Solar Retinopathy: Its Significance for the Ageing Eye and the Younger Pseudophakic Patient

Solar Retinopathy: Its Significance for the Ageing Eye and the Younger Pseudophakic Patient

A B Hunyor. Aust N Z J Ophthalmol.


The sun is the main source of ultraviolet (UV), visible and infrared radiation reaching our atmosphere. The short wavelength components of the sun's spectrum have been shown to have deleterious effects on the retinal photoreceptors. These effects are photochemical and mostly not thermal in nature. Except in early life, most of the ultraviolet (300-400 nm) is effectively filtered out by the lens which in later life also filters out considerable proportions of shorter visible wavelengths to 450 nm. The photochemical effects are mediated by the production of free radicals from the interaction of oxygen, photons and receptor molecules.
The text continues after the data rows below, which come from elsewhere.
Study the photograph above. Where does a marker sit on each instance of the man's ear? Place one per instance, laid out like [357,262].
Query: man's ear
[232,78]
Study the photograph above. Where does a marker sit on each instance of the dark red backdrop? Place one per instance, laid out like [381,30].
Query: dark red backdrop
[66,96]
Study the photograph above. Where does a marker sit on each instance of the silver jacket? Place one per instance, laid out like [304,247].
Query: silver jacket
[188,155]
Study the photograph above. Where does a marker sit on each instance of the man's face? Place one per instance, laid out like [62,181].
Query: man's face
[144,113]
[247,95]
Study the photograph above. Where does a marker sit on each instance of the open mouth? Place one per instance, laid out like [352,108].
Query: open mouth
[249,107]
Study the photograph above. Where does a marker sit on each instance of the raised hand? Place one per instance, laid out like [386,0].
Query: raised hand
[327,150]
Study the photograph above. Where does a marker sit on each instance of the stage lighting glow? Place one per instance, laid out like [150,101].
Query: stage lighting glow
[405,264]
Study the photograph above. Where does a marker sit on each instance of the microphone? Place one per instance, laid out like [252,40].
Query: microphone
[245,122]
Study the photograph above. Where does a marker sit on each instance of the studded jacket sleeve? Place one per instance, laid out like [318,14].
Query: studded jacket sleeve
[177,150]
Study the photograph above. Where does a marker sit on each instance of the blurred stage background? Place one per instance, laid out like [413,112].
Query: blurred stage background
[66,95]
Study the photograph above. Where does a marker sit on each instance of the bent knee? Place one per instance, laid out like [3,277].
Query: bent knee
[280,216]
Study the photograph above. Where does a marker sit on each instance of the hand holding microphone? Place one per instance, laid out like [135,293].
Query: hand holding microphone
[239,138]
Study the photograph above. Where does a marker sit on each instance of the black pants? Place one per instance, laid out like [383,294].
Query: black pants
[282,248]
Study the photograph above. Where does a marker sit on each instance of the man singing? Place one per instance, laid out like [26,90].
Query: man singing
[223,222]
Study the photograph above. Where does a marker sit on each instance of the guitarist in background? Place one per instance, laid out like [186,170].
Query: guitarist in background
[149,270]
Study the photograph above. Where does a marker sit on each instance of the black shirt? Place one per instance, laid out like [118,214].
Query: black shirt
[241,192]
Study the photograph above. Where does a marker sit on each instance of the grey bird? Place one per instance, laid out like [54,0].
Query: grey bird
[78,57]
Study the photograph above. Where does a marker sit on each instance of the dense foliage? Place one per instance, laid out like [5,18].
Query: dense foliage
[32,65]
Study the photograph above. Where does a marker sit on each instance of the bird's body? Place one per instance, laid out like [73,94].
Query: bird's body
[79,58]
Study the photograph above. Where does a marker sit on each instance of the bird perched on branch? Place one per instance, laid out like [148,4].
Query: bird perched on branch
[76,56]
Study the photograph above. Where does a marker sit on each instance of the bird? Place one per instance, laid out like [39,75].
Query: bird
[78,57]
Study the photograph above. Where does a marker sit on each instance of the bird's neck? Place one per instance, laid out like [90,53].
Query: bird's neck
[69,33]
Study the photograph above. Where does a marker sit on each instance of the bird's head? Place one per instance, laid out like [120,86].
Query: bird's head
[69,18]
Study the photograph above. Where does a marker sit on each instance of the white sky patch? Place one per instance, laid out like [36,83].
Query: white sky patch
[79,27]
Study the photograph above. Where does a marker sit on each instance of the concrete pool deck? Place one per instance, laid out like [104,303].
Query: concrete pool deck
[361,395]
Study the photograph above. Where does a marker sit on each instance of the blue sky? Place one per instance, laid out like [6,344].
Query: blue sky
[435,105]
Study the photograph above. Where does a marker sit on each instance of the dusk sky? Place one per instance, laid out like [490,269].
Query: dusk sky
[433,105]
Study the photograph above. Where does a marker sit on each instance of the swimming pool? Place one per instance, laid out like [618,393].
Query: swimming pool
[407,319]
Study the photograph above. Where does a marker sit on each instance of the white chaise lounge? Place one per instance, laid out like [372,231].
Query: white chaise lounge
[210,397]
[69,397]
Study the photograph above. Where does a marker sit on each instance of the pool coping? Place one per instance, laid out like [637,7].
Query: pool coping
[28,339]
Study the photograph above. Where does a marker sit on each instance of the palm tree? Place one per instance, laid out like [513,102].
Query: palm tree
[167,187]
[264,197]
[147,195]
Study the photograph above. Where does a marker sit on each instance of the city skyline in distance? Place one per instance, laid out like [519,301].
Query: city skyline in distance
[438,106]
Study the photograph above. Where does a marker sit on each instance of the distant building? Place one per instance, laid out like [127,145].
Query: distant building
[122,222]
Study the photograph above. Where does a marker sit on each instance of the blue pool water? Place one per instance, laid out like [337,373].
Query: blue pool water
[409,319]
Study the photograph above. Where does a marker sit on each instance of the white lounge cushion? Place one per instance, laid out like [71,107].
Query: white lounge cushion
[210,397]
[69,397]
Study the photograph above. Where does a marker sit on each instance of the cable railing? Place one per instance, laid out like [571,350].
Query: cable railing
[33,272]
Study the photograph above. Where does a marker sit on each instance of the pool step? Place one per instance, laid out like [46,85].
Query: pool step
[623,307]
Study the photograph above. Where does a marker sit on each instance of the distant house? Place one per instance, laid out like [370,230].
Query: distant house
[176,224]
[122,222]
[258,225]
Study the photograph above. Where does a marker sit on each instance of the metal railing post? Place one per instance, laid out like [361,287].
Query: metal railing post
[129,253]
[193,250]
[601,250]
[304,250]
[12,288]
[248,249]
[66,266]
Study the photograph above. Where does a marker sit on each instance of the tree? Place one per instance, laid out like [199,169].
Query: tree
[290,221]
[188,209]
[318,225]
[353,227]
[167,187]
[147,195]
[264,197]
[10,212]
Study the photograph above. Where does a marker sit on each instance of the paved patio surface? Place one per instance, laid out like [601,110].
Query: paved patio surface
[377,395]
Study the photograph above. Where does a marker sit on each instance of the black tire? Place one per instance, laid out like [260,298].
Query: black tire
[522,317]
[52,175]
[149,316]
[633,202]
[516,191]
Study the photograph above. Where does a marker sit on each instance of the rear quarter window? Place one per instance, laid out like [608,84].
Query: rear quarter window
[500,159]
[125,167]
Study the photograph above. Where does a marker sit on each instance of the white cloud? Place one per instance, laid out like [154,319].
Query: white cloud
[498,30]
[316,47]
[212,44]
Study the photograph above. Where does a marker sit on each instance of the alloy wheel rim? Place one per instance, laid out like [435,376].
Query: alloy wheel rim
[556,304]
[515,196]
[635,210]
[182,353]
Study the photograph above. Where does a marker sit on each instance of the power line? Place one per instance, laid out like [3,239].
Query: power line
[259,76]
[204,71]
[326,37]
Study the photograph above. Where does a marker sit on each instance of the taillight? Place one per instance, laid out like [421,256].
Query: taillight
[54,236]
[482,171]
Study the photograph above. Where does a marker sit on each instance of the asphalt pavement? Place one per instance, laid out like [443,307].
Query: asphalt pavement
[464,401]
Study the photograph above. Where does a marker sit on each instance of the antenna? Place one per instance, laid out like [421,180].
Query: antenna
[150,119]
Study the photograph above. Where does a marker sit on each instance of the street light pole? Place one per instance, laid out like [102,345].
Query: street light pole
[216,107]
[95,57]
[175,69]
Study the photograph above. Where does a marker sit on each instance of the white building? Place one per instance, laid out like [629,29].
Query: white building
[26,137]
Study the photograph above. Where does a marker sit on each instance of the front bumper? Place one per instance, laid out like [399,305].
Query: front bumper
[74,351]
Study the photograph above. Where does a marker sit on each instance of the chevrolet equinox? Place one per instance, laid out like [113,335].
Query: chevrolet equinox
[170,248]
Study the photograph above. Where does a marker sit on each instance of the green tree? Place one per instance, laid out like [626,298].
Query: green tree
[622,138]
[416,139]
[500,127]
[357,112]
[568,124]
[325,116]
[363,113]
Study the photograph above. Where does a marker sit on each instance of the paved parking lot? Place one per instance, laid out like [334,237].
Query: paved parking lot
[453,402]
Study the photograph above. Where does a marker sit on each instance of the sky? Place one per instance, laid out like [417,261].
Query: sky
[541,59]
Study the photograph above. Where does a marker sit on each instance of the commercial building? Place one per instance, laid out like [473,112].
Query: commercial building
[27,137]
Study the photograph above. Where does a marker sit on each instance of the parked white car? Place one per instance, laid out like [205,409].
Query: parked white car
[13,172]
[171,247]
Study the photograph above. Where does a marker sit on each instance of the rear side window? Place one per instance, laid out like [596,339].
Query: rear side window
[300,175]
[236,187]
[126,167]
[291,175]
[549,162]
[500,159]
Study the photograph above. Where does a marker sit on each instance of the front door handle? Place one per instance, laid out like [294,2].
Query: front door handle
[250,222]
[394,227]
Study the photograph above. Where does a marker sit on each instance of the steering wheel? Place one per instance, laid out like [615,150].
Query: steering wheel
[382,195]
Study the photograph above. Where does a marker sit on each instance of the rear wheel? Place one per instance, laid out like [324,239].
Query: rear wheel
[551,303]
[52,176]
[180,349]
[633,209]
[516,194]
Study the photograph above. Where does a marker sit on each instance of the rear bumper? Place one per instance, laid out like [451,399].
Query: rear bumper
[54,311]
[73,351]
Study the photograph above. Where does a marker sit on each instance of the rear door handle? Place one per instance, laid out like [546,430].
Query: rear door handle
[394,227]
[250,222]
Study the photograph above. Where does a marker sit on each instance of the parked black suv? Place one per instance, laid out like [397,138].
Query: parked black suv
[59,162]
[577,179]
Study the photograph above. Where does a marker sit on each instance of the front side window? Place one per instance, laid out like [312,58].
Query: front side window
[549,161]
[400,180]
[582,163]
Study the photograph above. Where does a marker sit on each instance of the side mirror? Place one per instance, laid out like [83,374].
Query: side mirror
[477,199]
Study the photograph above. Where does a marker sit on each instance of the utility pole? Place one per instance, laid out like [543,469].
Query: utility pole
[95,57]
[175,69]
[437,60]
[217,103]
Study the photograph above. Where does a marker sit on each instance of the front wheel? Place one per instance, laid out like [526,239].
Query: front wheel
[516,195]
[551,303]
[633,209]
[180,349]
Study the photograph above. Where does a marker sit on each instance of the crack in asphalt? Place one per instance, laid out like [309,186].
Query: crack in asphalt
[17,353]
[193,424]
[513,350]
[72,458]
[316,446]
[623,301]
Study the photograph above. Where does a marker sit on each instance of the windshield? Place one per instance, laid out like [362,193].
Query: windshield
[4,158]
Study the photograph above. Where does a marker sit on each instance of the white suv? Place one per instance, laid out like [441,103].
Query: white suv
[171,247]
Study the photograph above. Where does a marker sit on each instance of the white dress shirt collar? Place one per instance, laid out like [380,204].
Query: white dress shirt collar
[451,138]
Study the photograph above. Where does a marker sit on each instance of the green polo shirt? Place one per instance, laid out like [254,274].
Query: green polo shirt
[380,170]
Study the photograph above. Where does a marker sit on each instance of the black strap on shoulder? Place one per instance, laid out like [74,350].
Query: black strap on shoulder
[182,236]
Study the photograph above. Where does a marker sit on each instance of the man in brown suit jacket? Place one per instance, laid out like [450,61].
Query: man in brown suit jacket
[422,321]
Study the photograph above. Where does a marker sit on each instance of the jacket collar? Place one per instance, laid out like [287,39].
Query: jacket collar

These radicals attack, among others, polyunsaturated fatty acid components of cell membranes which may eventually degenerate. Protective mechanisms within the receptors and the adjacent pigment epithelium may be overwhelmed in the presence of high retinal irradiances over prolonged periods of time--as may occur in aphakic and pseudophakic eyes. The cone system, with a much slower replacement rate of light-sensitive membranes, is more likely to suffer permanent damage than the rod system, with predictable consequences. The above considerations have special relevance in old patients because of their age-compromised retinas, and in the younger patient who may be rendered aphakic or pseudophakic and faces a prolonged period of exposure to excessive UV irradiation as a consequence. Protection for the retina, whether by sunglasses or UV-absorbing intraocular lenses, as appropriate, is recommended.